Common wisdom says that teaching is one of the best ways to develop mastery of a topic. Why is this? It's the grapple - struggling to meet eye to eye with a student and molding your own understanding of the topic to their learning style.

But still: why is this so effective? I'm not an expert in developmental psychology or linguistics, but I propose a hypothesis.

Teaching is an effective learning tool because it forces us to shape and describe a concept with language in many different ways, because of that trial-and-error approach of figuring out a student's learning style.

Language is how we model thought, and using different approaches to model a concept will highlight different facets of the concept. A concept will become intuitive when all facets of the concept are ultimately brought into relief. That's what intuition is, after all: understanding all of the different ways a concept can take form and interact with other concepts.

One analogy is music. You may know how to play a C major chord, but you don't truly understand it until you know all of the voicings and all of the ways it can transit to other chords.

Language shapes concepts, and it's easy to use language to highlight only the parts of a concept that you want to highlight. Biased publications do this all the time. But when you want to learn, or teach, you need to use language to illuminate as much of the concept as possible. That's means saying the same thing in as many different ways as you can.
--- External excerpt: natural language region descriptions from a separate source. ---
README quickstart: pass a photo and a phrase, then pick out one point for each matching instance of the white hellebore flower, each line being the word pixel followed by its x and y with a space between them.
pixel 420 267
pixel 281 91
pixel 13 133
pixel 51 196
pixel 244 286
One way to test this hypothesis is to remove the student - or more accurately, to make yourself the student - and concentrate only on the verbal aspect of explaining concepts.

Take a topic that you have only a rote understanding of, and explain it - out loud - to yourself in as many ways as you can, from as many different angles as you can think of. Add analogies and metaphors, even if they're a bit of a stretch. Make sure to also move both higher and lower in abstraction ("programming languages are really just a grammar for a formal logical system, in that way programming is just like Law" vs "programming languages are just interfaces around hardware-driven bit manipulations").

Your goal, whether learning or teaching, is to shine light into all the nooks and crannies of a complex topic at all levels of abstraction. Imagine you're explaining the topic to an advanced coworker, and then imagine explaining it to a layman. Try this exercise for one hour, as you're showering and getting ready for the day, and you'll find yourself with a deeper intuition around a topic that you once had only a rote understanding of.